Aku ingat suatu pagi si mbah dan juga keluarga lain sibuk memasak, kami pergi ke kota. Rupanya ibuku diwisuda, aku tidak mengerti waktu itu. Aku hanya senang bertemu ibuku. Aku baru mulai paham ketika aku lebih besar. Aku ingat setelah itu ibuku masih tetap jarang pulang ke desa tapi ibuku selalu memenuhi setiap kebutuhanku. Ibuku selalu berpesan supaya aku menjadi anak baik yang pintar. Karena itulah aku selalu berusaha menjadi yang terbaik di sekolah. Di desa siswanya tidak banyak dan fasilitas kami pun tidak sama dengan di kota. Listrik bahkan baru masuk desa kami ketika aku duduk di bangku sekolah dasar.

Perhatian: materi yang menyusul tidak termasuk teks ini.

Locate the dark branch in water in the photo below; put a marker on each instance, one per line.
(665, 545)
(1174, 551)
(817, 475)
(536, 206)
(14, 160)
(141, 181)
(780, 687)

Ketika aku naik kelas lima SD, ibu membawaku ke kota. Kata ibu di kota aku bisa mendapatkan pendidikan yang lebih baik. Ketika itu ibuku mempunyai usaha mebel kecil-kecilan tapi seingatku banyak pesanan yang diterima ibuku karena rumah kontrakan kami waktu itu selalu penuh sesak dengan barang dagangan ibu. Pelan-pelan ibu bisa membeli mobil pick up untuk mengangkut mebel dagangan ibu. Bahkan kami punya dua mobil pick up waktu itu. Ibu akhirnya menyewa ruko di jalan besar dengan harapan usaha ibu akan semakin maju. Tidak ada yang salah dengan harapan itu, karena ketika rumah kontrakan kami di dalam gang saja banyak pesanan. Tapi manusia hanya bisa berusaha, Tuhan berkata lain. Lama-lama isi toko mebel ibu habis di tipu orang. Tapi waktu itu ibu tetap bilang jika kita baik dengan orang lain, kebaikan akan datang juga untuk kita.

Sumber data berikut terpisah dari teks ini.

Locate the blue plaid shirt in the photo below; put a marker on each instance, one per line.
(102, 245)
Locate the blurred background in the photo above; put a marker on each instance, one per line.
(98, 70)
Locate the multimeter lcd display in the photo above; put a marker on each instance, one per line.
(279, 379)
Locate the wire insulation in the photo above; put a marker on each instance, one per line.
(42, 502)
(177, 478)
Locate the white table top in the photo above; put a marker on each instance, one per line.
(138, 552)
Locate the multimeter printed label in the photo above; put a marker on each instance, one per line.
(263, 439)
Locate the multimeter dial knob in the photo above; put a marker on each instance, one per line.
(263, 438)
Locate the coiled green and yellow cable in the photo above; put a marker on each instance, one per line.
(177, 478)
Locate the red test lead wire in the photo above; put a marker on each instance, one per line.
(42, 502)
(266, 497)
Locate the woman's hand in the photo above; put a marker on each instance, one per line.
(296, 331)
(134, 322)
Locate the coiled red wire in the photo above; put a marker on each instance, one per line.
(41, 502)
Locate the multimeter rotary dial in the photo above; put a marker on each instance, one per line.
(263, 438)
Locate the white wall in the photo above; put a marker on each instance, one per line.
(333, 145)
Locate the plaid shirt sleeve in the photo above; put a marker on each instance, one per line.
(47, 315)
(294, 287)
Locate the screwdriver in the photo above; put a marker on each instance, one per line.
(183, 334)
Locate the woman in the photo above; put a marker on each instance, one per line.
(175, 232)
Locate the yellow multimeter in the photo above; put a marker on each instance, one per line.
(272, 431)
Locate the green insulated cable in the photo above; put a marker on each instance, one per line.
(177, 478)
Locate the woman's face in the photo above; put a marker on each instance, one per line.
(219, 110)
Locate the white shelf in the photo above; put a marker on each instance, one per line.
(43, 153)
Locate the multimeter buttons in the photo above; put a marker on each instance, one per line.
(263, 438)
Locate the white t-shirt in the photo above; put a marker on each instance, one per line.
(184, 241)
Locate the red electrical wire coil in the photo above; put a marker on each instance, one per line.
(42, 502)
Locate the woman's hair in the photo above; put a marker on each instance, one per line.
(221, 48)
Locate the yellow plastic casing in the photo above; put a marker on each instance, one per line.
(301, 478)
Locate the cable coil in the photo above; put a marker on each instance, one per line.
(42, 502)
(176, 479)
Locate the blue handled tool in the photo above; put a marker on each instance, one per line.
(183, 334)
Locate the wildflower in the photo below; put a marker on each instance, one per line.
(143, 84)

Aku sudah jadi siswa SMP waktu itu, mobil pick up ibu terjual. Merasa sudah tidak bisa bertahan dengan usaha mebel kami, ibu banting setir membuka warung makan. Memanfaatkan sisa waktu sewa ruko kami yang masih ada, ibu berjualan makanan. Ibu tidak pernah mengajariku menjadi anak manja. Aku sudah terbiasa mengurus diriku sendiri, mencuci, menyapu dan mengepel lantai, memasak makanan yang sederhana aku sudah bisa. Aku juga sering membantu ibu menjaga warung. Tapi tidak semua rencana berjalan lancar bukan? Tapi kami tetap bertahan.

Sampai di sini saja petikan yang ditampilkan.